Last but not least Arrufiac: Not much on the nose. Much less aromatic. Tight on the palate, it is leaner and lighter-weight than Petit Courbu. The pithy finish is the most notable feature. Both ‘pithy’ and ‘pith’ as in a bitter note – but it’s a good bitter character. This is another tricky one to cultivate. Yields can be very high and it needs green harvesting. It has lower alcohol potential – this sample was 11.5 and the harvesting can continue into October.

And what about the ideal blend? Well you have to start with 50% Gros Manseng as that’s the legal minimum. I tried out a few combos – 25% Arrufiac was undrinkable, but I did like 50% Gros Manseng and 35% Petit Courbu rounded off with 15% Arrufiac.

Oenologist Christine Cabri considers this is too much Petit Courbu and will use 60% Gros Manseng, 20% Petit Courbu and 15% Arrufiac. “This a better blend for the long term,” she says, “You need a lot of acidity to age the wine.” Its fun blending wine. I did it as a buyer years ago. It depends on your market and the drinking window. The aromatics of Petit Courbu are instantly appealing and make a blend more accessible. You need acidity to age, but you also need some fat. Christine is the expert in these varieties and knows how they travel.

Les Vignes Retrouvée 2016 (ratio 75/20/5) is very primary, grapefruity, zesty and vibrant.

Les Vignes Retrouvée 2015 (ratio 75/22/3) shows some engaging honeyed exotic notes. It has light fullness to the palate and is fresh and nicely balanced with an aromatic finish.

Les Vignes Retrouvée 2007 (ratio 70/30) This is a mature wine with honey and truffle notes. Lovely and mellow and quite fresh on the finish.

This wine is sold to the on trade, so hopefully you might find it on a restaurant wine list.

I cannot write this piece without including Le Faite Blanc. This white is a blend of Gros Manseng, Petit Manseng and Petit Corbu with a seasoning of Arrufiac. This intriguing wine is available off trade for approx £17-20.

It is described as coming from the most expressive terroir of Aignan, Plaisance and Saint Mont. The best old vine parcels in cooler micro-climates are selected. It is harvested at night and the Gros and Petit Manseng receives prolonged skin contact (8-12 hours).

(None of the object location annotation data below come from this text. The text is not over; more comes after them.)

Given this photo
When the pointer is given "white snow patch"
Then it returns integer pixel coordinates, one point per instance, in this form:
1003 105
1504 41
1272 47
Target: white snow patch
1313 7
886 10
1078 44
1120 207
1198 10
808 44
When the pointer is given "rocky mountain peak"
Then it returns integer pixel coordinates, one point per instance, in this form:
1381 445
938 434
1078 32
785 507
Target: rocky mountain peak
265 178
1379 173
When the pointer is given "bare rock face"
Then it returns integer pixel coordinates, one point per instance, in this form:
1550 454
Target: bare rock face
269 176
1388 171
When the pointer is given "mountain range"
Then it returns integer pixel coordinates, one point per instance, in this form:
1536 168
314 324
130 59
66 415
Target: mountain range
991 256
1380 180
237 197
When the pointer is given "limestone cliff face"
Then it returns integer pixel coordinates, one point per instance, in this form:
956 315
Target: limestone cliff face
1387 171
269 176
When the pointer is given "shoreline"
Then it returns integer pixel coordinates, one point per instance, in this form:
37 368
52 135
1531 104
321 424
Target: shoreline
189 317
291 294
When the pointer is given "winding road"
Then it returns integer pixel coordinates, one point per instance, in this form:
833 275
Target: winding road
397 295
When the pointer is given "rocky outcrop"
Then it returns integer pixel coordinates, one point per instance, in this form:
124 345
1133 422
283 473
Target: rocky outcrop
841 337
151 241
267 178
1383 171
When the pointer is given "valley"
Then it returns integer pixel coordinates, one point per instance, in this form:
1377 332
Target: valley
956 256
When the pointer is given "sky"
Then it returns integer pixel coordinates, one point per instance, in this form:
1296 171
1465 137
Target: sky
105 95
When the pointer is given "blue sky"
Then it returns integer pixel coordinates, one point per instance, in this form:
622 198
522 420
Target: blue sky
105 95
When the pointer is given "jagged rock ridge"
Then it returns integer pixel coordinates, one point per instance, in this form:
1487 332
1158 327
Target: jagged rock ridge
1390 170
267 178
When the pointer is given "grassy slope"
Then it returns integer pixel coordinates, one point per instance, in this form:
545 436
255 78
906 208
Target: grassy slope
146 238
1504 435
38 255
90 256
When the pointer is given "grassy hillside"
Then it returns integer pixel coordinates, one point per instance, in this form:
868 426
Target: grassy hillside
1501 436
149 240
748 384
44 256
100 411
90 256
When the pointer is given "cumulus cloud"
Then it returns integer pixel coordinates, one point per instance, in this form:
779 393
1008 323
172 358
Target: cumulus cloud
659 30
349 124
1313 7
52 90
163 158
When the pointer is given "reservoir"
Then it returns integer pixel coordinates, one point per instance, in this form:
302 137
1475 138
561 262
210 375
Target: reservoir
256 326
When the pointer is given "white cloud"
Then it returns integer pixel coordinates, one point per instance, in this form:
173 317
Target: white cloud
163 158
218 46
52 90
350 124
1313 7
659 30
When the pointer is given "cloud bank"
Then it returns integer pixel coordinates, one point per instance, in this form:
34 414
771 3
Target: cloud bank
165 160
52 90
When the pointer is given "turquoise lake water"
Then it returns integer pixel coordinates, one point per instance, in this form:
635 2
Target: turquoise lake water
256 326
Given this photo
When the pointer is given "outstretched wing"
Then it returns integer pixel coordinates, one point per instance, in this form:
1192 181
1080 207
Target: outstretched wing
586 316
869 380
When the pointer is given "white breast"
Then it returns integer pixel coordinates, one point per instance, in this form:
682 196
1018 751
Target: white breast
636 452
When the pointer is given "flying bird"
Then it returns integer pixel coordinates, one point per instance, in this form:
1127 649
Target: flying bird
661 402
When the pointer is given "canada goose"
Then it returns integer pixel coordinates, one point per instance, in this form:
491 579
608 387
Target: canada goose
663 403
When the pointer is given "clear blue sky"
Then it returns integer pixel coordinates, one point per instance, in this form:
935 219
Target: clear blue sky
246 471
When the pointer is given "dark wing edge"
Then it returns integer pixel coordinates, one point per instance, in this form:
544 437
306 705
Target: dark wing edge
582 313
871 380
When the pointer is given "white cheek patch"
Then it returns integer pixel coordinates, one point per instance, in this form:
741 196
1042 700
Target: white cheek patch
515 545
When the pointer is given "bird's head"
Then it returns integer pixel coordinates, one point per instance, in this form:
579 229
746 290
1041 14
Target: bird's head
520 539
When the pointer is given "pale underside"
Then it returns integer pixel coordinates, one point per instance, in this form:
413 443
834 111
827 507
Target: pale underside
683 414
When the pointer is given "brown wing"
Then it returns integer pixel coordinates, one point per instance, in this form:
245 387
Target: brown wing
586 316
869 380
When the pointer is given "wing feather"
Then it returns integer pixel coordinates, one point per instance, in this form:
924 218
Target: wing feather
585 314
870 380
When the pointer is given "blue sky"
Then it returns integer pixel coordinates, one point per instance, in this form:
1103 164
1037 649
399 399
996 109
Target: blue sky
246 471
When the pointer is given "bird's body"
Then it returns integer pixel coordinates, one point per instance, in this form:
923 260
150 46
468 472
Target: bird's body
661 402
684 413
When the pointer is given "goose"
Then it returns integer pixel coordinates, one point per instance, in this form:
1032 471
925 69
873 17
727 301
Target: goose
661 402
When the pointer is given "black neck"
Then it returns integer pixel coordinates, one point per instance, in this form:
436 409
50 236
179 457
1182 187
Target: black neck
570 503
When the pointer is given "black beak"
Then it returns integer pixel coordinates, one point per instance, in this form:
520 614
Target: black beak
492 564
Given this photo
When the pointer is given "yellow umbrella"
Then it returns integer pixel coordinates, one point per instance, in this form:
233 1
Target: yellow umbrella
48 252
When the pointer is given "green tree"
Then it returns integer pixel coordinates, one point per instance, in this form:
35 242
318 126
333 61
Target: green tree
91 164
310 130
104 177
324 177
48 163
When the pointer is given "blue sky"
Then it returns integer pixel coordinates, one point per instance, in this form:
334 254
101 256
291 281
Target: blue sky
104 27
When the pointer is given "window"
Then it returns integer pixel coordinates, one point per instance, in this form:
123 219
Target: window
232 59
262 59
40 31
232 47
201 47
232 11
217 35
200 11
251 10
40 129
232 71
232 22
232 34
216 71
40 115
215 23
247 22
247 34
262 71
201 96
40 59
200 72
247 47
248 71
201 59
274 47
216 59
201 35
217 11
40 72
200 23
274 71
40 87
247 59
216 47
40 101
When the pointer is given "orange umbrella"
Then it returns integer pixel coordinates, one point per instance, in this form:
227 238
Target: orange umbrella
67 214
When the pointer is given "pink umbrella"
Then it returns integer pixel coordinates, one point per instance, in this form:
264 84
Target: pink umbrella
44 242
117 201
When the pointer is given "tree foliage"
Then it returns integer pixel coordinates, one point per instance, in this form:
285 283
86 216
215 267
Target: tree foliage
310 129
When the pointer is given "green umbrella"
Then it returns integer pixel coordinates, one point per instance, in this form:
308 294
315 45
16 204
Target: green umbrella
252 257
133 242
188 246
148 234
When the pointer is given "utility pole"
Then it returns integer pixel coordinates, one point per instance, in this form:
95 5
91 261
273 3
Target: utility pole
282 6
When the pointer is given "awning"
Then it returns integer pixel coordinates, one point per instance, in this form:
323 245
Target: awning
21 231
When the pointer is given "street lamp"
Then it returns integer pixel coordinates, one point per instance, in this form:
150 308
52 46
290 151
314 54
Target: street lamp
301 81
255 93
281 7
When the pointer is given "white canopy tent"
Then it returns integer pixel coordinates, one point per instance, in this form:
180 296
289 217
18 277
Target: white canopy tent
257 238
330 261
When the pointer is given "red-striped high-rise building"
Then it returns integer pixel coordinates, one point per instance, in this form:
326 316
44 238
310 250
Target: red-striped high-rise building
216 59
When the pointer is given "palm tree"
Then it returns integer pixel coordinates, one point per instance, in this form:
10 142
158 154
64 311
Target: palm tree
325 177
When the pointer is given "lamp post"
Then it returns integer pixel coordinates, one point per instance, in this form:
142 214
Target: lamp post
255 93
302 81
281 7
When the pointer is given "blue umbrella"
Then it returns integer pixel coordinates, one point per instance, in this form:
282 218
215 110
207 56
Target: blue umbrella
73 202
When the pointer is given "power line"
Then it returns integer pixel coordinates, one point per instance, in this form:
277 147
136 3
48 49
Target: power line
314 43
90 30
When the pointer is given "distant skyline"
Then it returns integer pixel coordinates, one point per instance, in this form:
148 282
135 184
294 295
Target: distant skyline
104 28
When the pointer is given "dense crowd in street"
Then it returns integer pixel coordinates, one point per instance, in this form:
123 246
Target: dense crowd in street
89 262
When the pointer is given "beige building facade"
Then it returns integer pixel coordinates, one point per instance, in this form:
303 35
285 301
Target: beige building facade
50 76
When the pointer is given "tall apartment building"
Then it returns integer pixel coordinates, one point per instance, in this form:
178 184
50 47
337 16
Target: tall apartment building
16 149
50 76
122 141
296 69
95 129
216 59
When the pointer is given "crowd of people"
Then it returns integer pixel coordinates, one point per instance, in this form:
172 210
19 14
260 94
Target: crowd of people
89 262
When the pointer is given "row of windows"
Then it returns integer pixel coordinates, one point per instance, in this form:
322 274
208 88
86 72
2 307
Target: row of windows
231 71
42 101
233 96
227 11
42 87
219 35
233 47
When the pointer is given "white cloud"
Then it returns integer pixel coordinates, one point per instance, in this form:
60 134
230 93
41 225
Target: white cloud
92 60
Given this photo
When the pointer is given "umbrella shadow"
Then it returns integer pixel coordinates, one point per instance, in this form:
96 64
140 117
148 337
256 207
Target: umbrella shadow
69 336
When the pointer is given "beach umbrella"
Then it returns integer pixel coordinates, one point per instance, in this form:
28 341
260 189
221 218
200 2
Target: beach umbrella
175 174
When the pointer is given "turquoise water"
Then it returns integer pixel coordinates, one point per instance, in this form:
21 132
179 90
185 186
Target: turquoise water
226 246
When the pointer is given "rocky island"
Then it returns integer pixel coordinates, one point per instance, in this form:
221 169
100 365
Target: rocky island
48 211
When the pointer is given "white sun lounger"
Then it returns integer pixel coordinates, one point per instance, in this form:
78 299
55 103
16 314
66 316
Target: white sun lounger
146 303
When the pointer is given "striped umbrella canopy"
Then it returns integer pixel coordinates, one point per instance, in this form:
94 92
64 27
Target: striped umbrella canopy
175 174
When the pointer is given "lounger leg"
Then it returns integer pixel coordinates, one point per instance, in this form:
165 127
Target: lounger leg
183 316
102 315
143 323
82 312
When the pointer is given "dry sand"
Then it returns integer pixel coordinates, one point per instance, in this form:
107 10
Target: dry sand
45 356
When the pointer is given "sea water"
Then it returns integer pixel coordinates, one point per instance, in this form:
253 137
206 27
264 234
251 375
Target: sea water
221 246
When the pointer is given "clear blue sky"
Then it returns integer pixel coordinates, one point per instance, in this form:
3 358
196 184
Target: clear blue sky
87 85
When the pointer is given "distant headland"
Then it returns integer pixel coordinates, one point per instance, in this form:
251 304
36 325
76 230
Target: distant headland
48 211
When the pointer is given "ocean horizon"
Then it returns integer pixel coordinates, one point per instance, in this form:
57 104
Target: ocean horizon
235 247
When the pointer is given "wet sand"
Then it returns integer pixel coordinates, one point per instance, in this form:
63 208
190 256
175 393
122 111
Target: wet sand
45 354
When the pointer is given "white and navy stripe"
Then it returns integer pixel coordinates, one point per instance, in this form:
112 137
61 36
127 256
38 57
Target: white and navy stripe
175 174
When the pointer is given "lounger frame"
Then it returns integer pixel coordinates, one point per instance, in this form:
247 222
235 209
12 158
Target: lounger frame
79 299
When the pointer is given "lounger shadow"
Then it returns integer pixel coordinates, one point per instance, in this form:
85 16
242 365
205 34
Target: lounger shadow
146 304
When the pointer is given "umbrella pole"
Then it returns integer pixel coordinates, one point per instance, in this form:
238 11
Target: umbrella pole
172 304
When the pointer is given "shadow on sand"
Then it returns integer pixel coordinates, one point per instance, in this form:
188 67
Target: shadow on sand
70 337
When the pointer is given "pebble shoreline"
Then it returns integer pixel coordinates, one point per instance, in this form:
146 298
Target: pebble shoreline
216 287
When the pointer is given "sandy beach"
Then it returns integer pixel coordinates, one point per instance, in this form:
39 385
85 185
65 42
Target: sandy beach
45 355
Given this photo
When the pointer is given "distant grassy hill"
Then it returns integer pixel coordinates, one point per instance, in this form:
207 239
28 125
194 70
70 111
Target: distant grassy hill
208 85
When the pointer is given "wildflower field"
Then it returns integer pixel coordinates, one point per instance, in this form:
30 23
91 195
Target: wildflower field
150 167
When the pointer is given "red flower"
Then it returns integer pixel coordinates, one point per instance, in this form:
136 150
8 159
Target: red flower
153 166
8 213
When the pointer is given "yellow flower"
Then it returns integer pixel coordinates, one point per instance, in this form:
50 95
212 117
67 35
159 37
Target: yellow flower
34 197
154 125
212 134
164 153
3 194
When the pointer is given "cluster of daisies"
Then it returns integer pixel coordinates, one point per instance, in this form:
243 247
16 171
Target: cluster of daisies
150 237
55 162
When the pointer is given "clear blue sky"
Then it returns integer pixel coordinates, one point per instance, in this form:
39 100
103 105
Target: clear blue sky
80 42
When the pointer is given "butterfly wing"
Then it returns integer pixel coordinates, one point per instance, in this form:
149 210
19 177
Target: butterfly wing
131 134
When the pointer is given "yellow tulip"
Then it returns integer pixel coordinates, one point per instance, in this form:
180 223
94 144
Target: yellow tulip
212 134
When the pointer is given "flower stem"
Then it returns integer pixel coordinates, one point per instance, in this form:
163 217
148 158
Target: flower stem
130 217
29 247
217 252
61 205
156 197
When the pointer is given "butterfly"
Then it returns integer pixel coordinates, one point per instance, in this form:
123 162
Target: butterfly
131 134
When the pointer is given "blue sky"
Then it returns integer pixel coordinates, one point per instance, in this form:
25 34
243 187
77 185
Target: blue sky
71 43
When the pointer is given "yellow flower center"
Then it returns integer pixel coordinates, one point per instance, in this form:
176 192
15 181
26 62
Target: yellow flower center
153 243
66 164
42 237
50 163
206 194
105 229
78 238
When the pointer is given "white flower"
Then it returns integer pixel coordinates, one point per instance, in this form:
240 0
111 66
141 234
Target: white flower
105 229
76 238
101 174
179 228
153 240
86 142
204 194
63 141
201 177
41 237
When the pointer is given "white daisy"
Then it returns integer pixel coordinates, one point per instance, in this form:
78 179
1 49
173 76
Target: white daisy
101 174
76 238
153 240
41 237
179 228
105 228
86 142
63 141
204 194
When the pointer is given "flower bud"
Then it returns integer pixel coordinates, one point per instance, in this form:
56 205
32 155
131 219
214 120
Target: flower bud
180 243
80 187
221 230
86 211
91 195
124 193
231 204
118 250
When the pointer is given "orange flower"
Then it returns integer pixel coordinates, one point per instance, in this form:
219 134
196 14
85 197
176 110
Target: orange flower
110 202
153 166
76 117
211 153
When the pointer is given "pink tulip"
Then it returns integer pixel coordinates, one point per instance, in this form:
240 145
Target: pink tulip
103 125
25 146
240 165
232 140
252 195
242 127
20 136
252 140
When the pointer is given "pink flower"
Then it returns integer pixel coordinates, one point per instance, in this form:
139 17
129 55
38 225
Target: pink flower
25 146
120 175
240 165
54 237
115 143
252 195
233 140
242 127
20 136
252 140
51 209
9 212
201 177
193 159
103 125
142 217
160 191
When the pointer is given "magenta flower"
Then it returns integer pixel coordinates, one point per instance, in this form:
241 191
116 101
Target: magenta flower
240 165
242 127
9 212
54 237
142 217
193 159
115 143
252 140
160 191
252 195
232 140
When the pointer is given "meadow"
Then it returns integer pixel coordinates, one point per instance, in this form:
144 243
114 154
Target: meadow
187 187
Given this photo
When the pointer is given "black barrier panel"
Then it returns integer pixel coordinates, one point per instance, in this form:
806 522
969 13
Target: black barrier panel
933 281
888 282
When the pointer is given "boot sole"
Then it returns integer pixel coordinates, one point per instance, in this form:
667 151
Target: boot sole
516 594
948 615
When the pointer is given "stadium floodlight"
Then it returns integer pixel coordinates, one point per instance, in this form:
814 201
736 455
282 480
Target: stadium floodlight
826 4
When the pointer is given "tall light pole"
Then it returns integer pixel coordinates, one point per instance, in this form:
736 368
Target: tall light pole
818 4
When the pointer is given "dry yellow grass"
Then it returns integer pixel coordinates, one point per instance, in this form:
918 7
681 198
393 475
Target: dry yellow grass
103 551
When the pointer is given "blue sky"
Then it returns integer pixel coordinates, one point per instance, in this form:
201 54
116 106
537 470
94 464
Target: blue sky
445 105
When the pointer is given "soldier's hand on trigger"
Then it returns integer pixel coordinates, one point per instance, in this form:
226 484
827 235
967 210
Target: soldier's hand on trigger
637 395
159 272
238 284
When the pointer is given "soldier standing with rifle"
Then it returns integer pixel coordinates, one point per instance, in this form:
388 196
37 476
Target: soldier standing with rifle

The nose was not given a chance to taste Petit Manseng flying solo, which is a pity. It is one of the oldest grapes in cultivation as it can be traced back 1000 years. It needs a lot of rain, which it gets here in the spring, but I’m told it could probably do with more to be a single varietal and works well in a blend here. It is good as late harvest sweet style for it can reach a potential 16 degrees, but for a stand alone dry wine this means it can become too big and rich. (On the other side of the Pyrenees, where they get more rain, it is more successful vinified alone).

So what about the wine.


Le Faite Blanc 2014

This has a wonderful honeyed aroma with orange flower and passionfruit. The medium bodied palate is fresh and almondy with some apricot notes balanced by citrus freshness. There is a bit of tannic grip and a fresh salty finish. Yum, yum.

This is another white wine designed to mature. The 2010 had not evolved much and showed very little more maturity than the 2014.

This focus on wine to age and white wine to boot is curious. Curious for region with no tradition of ageing wine to drink at home. The locals have no cellars – this may be something to do with the sandy soil. It was always rare to put aside a bottle to age and only to mark a special occasions – a wedding or a birth – might a particular vintage be stored, to be unearthed at a later date. And it would literally be ‘unearthed’ as the bottle was dug into the soil to be stored. A paper label would rot of course. Hence the tradition of a wooden tag evolved (see below).

Well this is a region that wants to be different and it is. I’ve enjoyed these unusual whites and look forward to sniffing new blends of old varieties in years to come.

I might even be temped to store a few bottles in the flowerbeds.